Cast-recovered pointers
Schedulers stash kernel and arena pointers in fields whose BTF says
u64, because BTF cannot express a pointer to a per-allocation
type. The host-side cast analyzer
recovers the real target type from the scheduler’s instruction
stream, and the renderer chases the pointer into the right address
space. For the test author:
as_u64()still returns the raw pointer value — existing tests keep working.- Dotted-path walks follow the recovered chase transparently; nested fields appear under the same path a natively-typed pointer would give.
- Rendered dumps annotate recovered pointers so you can tell them from BTF-typed ones — no extra calls needed to consume them.
This is what the annotations look like in a real failure dump
(scx-ktstr’s .bss, from the run on the
macro reference page):
map bpf_bpf.bss (type=array, value_size=448, max_entries=1)
.bss:
scx_arena_verify_once=true ktstr_alloc_count=76 nr_dispatched=907
nr_enqueued=495 nr_select_cpu=372 stats_magic=6004496034161779060
...
scx_task_allocator scx_allocator:
...
root 0x100000006000 → sdt_desc:
nr_free=512
chunk 0x100000007000 (sdt_alloc) → ktstr_arena_ctx{}
ktstr_bss_arena_holder ktstr_bss_arena_holder:
bss_plain_counter=76
arena_target 0x10000000aa80 (cast→arena) [chase: arena chase: STX-flow path tagged slot as Arena with deferred resolve; bridge had no entry for 0x10000000aa80]

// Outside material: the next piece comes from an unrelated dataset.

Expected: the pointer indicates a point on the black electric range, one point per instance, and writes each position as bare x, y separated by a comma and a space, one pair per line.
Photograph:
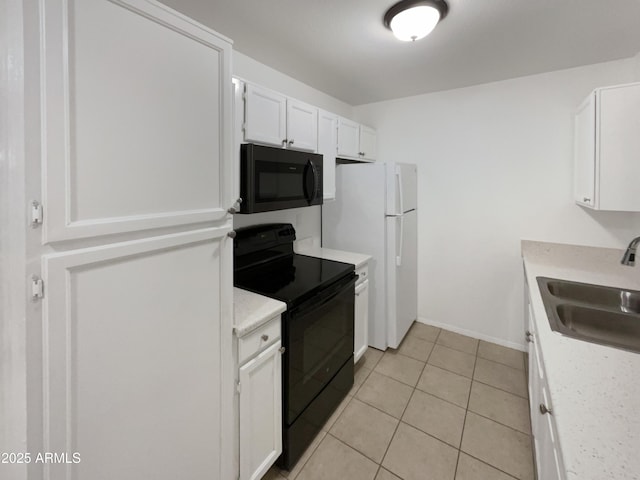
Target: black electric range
317, 328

(cast→arena) / (cast→kernel) mark analyzer-recovered pointers;
(sdt_alloc) marks a forward-declared arena type resolved through
the allocator bridge. The full annotation taxonomy lives in
Monitor.
Composing reads with writes
Snapshots are the read half of host↔guest interaction. The write
half is the #[ktstr_test] attribute bpf_map_write = CONST — a
one-shot host-side poke at scheduler-load time:
use ktstr::prelude::*;
const TRIGGER_FAULT: BpfMapWrite = BpfMapWrite::new(".bss", "crash", 1);
// (map_name_suffix, BPF global variable name, u32 value). The
// variable's byte offset is resolved from the map's program BTF at
// write time.
#[ktstr_test(scheduler = MY_SCHED, bpf_map_write = TRIGGER_FAULT, expect_err = true)]

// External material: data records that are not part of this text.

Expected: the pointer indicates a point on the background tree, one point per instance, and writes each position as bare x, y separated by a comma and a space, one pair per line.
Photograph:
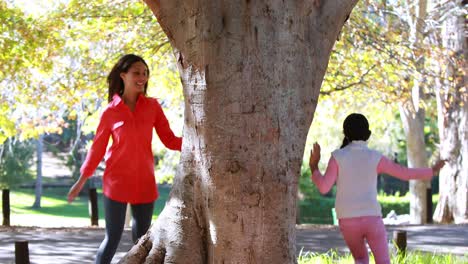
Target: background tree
452, 106
251, 73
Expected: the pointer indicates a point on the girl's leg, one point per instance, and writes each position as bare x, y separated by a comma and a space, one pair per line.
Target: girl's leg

fn fault_then_inspect(ctx: &Ctx) -> Result<AssertResult> {
// The host writes 1 into the scheduler's `crash` global before
// workers start; the scheduler reads the flag and reacts.

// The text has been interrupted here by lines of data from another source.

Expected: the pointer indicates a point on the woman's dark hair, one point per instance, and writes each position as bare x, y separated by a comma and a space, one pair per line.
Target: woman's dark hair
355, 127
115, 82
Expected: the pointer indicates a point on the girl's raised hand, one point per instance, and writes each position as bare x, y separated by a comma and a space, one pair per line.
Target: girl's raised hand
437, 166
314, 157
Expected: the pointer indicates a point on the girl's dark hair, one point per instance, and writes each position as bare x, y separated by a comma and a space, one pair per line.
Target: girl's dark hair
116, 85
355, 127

/* Op::capture_snapshot + post_vm read as above */
Ok(AssertResult::pass())
}
The write waits for the scheduler’s map to appear, resolves the
named variable to an offset via BTF, writes the value, and signals
completion to the guest before workers spawn. Only
BPF_MAP_TYPE_ARRAY maps are supported. A read+write test then
composes naturally: seed a flag with bpf_map_write, run the
scenario, capture with Op::capture_snapshot, assert on the
scheduler’s reaction through the Snapshot accessors.
There is no op for runtime writes — mid-scenario mutation belongs to interfaces the scheduler itself exports (sysfs, debugfs, a BPF map command interface) driven from a workload process.
Harness internals: manual bridge wiring
Warning
Do not install a thread-local bridge inside a
#[ktstr_test]scenario that boots a VM — the host coordinator owns the bridge there, and a scenario-local one would shadow it. Read captures inpost_vmfromVmResult::snapshot_bridgeinstead.
Host-side unit tests that exercise the executor without booting a guest install a fixture bridge:
let cb: CaptureCallback = std::sync::Arc::new(|_name: &str| {
Some(FailureDumpReport::default()) // hand-crafted report
});
let bridge = SnapshotBridge::new(cb);
let handle = bridge.clone();
let _guard = bridge.set_thread_local();
// ... execute_steps(...) ... then handle.drain() ...
set_thread_local returns a guard that restores the prior bridge on
drop; bind it to _guard, not let _ = — the latter drops the
guard immediately and clears the bridge before any op runs.
tests/snapshot_e2e.rs exercises this pattern end-to-end.